Why did Harvard wait until 2005 was already in the rearview mirror to act on something that's been happening for twenty years?

Model

The inflation was gradual enough that it didn't feel like a crisis until it became undeniable. By 2025, when 60 percent of grades were A's, the faculty could no longer pretend the system was working. That's when the Office of Undergraduate Education decided to measure it, publish it, and force a vote.

Inventor

The pandemic seems to have accelerated things. Why would remote learning make professors more generous with grades?

Model

There's a theory that when teaching moved online, faculty felt less certain about what they were seeing. It's harder to gauge a student's actual understanding through a screen. Some professors may have defaulted to being lenient rather than risk being unfair.
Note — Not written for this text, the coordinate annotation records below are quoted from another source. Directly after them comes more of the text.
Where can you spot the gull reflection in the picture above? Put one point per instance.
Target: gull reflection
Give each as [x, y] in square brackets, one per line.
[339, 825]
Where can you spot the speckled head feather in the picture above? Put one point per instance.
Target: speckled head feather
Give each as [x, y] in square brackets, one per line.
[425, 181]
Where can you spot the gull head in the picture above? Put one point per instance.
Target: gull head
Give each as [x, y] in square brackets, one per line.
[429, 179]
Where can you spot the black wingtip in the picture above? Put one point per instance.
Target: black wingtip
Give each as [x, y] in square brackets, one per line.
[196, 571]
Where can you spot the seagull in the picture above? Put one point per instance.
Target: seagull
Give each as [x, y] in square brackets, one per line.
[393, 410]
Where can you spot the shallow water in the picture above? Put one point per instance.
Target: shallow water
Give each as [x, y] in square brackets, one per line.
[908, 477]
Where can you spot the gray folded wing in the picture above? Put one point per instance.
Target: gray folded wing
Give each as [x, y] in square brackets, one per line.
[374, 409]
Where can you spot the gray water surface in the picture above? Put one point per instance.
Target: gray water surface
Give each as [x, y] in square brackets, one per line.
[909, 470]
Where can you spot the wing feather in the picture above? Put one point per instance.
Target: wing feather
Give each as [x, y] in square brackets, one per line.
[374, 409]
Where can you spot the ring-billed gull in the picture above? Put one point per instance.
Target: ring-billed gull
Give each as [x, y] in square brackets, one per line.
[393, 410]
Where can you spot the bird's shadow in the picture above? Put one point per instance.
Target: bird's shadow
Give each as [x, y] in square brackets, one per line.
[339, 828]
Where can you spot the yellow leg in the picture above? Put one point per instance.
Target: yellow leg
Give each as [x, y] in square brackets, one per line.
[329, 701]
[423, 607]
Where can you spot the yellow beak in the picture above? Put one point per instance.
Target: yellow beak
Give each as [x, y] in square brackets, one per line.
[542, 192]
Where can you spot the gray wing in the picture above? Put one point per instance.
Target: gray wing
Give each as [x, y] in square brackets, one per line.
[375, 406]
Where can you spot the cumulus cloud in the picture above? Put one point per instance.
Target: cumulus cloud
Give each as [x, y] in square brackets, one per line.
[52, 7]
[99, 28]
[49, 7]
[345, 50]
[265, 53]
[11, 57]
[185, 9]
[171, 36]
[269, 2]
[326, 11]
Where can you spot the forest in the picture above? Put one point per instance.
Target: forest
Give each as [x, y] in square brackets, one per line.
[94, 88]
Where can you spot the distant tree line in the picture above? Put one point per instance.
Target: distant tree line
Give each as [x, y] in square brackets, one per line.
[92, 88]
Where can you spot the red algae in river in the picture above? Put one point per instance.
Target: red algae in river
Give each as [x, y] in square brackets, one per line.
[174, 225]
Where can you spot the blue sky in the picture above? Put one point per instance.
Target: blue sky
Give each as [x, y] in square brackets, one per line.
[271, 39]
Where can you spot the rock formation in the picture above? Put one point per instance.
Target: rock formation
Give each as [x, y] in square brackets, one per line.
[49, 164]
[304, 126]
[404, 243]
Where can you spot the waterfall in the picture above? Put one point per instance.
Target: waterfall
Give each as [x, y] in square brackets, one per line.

The pandemic created a moment of disruption where old standards got loosened, and they never fully tightened again.

Inventor

Princeton tried this and backed down. What makes Harvard think it will stick?

Model

That's the real question. Princeton's committee found that lower grades created anxiety and hurt students' prospects for graduate fellowships. Harvard is betting that a transparent, faculty-wide policy will be harder to reverse than Princeton's informal guidelines were. But if students start reporting higher stress or if Harvard grads start losing out on opportunities, the pressure to relent will be enormous.

Inventor

Does a 20 percent cap actually solve the problem, or does it just move the problem around?

Model

It solves the signal problem—an A will mean something again. But it doesn't solve the underlying question of what grades are for. If students still believe grades should reflect effort, and professors still feel pressure to reward engagement, the cap just forces a different kind of negotiation. The real issue is that Harvard and its students have different ideas about what a grade means.